Después de algunas ediciones ausentes del Femás o relegados a espacios reducidos y sin muchas posibilidades, Artefatum volvió a ocupar su lugar y reencontrarse con su público en el espacio con el que más sintonizan, el Turina. Y lo hicieron en el año en el que celebrarán sus treinta años de recorrido. Será a finales de año, posiblemente en noviembre, así que estaremos pendientes para celebrarlo con ellos como se merecen. En esta ocasión el dicharachero José Manuel Vaquero y sus compañeros y compañera (Carmen Hidalgo a la viola) ofrecieron a su manera un programa centrado en la música de Cuaresma de los siglos XIII y XIV. La propuesta se antojaba demasiado seria para lo que se espera del conjunto sevillano, pero sólo lo fue la indumentaria, enchaquetados en negro riguroso. El resto fue Artefactum puro, con alternancia de cantos polifónicos juglarescos con otros más meditabundos y relajados, frecuentemente entonados por la voz suave y sedosa de Alberto Barea.
Este recorrido por la pasión y muerte de Cristo se pretendía recogido y reflexivo, a la manera espiritual que se espera de la estación. Pero la alegría consustancial del grupo se justificó con ese final glorioso que conocemos.
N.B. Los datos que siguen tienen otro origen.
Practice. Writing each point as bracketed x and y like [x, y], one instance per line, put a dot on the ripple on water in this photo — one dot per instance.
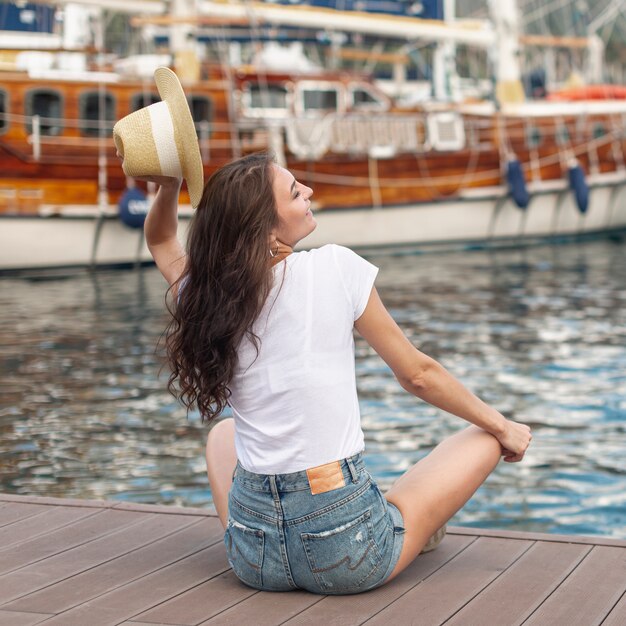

Ni las gracias, chistes e incontinencia verbal de Vaquero ni el tono y el color con el que los músicos despacharon el repertorio, malograron la propuesta ni por supuesto escandalizaron a nadie. El público, habitual y fiel a sus propuestas, disfrutó como siempre y no se dejó embaucar por falsos remilgos. En los atriles piezas del Laudario de Cortona, con especial peaje en Plagiamo quel crudele basciare, en el que la voz de Barea se acompañó del sutil trabajo de Ignacio Gil al oboe de cápsula. Otras piezas provinieron de las Cantigas de Santa María y los Carmina Burana, indispensables en los programas de Artefactum, así como del más serio Códice de las Huelgas con el que acabaron, participación completa de todo el elenco, voces bien armonizadas incluidas.
En el apartado instrumental, volvimos a disfrutar con el distinguido y elegante trabajo de Álvaro Garrido al imaginativa percusión, el dominio absoluto de Vaquero al organetto y la zanfoña, los orlos perfectamente entonados de Barea, la viola medieval de César Carazo, el sentido de la musicalidad de Hidalgo y las maderas magníficamente ornamentadas de Gil. Todas esas indiscutibles habilidades con las que ellos hacen su música a su estilo, y así la han llevado por toda España y parte del extranjero, lucieron especialmente en las danzas, unas ductias que ofrecieron de arranque y otra que sirvió como prólogo al majestuoso tríptico final. Sin duda la de noviembre será una celebración memorable.